Product performance is not the only measure of what it should cost. Quality, feature set, materials, design, and unit cost should all go into deciding the price a unit should fetch.
Sure. Which quality, feature set, materials, and design do you have in mind where the 7970 was trumping the GTX680 at launch?
unit cost: You want to reward AMD for being worse at efficient design? Do you believe that customers should have been charged more for the larger Tahiti die because it had disabled DP units? If Nvidia makes a very efficient die with a huge ring of empty silicon around it just to dial up the die area, would that satisfy your grievances?
A plastic spoon, a steel spoon, and a silver spoon of the same volume will all feed you at the same rate (performance).
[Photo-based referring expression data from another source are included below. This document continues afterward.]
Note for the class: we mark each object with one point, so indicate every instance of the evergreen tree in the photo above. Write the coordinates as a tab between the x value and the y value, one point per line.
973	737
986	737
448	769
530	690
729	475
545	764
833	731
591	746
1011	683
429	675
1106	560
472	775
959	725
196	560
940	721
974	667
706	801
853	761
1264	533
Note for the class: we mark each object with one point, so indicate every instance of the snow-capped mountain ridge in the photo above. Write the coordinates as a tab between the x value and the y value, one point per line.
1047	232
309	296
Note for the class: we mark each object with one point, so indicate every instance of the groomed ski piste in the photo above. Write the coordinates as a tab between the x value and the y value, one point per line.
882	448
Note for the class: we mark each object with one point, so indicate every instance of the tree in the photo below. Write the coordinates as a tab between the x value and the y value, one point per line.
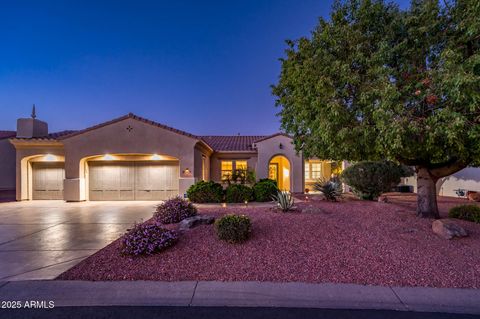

Are you stating that they should all be able to harvest the same price? Absurd!
Beautiful analogy: we have both plastic and steel spoons at work. People on start taking the plastic spoons after the steel spoon are gone. They just don't feel as well in your mouth. Silver spoons look way better at a festive dinner table. Another important KPI for some occasions. And, some people simply like to buy something more expensive just because they can.
What kind of KPI do think are important for a gaming GPU? Performance. Energy efficiency. Fan noise. Anything else? All things where a GTX680 excelled over the AMD flagship. Nvidia magnanimously priced it lower. Yet that still not good enough.